Estudos indicam que 14 das 16 cidades-sede devem superar o limite de WBGT de 28°C, considerado arriscado para saúde e desempenho. A FIFA planeja horários mais tardios, mas atletas destacam a necessidade de pausas de resfriamento e regras mais rígidas.
O calor pode alterar o ritmo dos jogos, aumentar fadiga e elevar o risco de lesões. Situações de calor extremo já foram observadas em eventos recentes na região, reforçando a preocupação com a saúde de todos os presentes.
Medidas e debates técnicos
Uma proposta aponta para ampliar pausas de resfriamento e reduzir o WBGT para intervenções. A ideia é tornar as partidas mais seguras sem comprometer a organização do torneio.
Especialistas destacam que a simples mudança de horários não basta. A WBGT combina temperatura, umidade, radiação solar e vento, oferecendo um retrato mais fiel do risco ao corpo humano.
A FIFA mantém intervalos de hidratação de três minutos por tempo, mas o limiar para ações mais severas segue alto. Em 32°C de WBGT, há quem defenda adiar ou postergar jogos como medida adicional.

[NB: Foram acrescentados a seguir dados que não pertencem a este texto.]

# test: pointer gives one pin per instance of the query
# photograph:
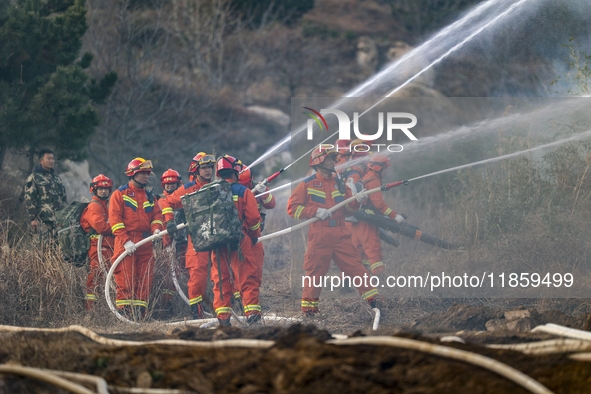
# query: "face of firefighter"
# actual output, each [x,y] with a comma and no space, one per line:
[47,161]
[170,187]
[205,172]
[141,179]
[102,192]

Perspectivas para o futuro
Caso as condições se agravem, o torneio pode sinalizar mudanças mais profundas na organização de Copas futuras. Eventos em meses de clima menos intenso podem ganhar espaço, como já ocorreu em edições passadas.
Dirigentes e médicos acompanham a evolução das previsões climáticas e as respostas regulatórias. O objetivo é preservar a saúde de atletas e a integridade das partidas, sem prejudicar a experiência dos fãs.